US 12,314,441 B1
	Privacy preservation within datasets
Syed Kashif Hussain Shah, Santa Clara, CA (US); Kalpit Dixit, Mountain View, CA (US); Yuchen Tian, Mountain View, CA (US); Jie Ma, Seattle, WA (US); and Yaser Al-Onaizan, Cortlandt Manor, NY (US)
Assigned to Amazon Technologies, Inc., Reno, NV (US)
Filed by Amazon Technologies, Inc., Reno, NV (US)
Filed on Sep. 13, 2021, as Appl. No. 17/473,471.
Int. Cl. G06F 40/40 (2020.01); G06F 16/93 (2019.01); G06F 21/62 (2013.01); G06N 20/00 (2019.01)

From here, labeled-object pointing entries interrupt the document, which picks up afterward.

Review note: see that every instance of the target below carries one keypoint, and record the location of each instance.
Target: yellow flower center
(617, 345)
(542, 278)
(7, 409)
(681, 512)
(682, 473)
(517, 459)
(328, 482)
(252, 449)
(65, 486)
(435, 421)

CPC G06F 21/6254 (2013.01) [G06F 16/93 (2019.01); G06N 20/00 (2019.01)]

18 Claims

1. A computer-implemented method, comprising:

determining a document from a plurality of documents includes personally identifiable information (PII);

determining, within the document, two or more spans corresponding to the PII, the two or more spans including metadata corresponding to an individual span type;

replacing a first span of the two or more spans with one or more first replacement values, the one or more first replacement values corresponding to the individual span type associated with the first span of the two or more spans;

replacing a second span of the two or more spans with one or more second replacement values, different from the one or more first replacement values, the one or more second replacement values corresponding to the individual span type associated with the second span of the two or more spans;

generating a dataset, the dataset including at least the document and at least one other document from the plurality of documents;

determining the dataset includes one or more biases corresponding to one or more elements that are over-represented or under-represented within the dataset, based at least in part on one or more dataset properties; and

modifying the dataset, based at least in part on the one or more dataset properties.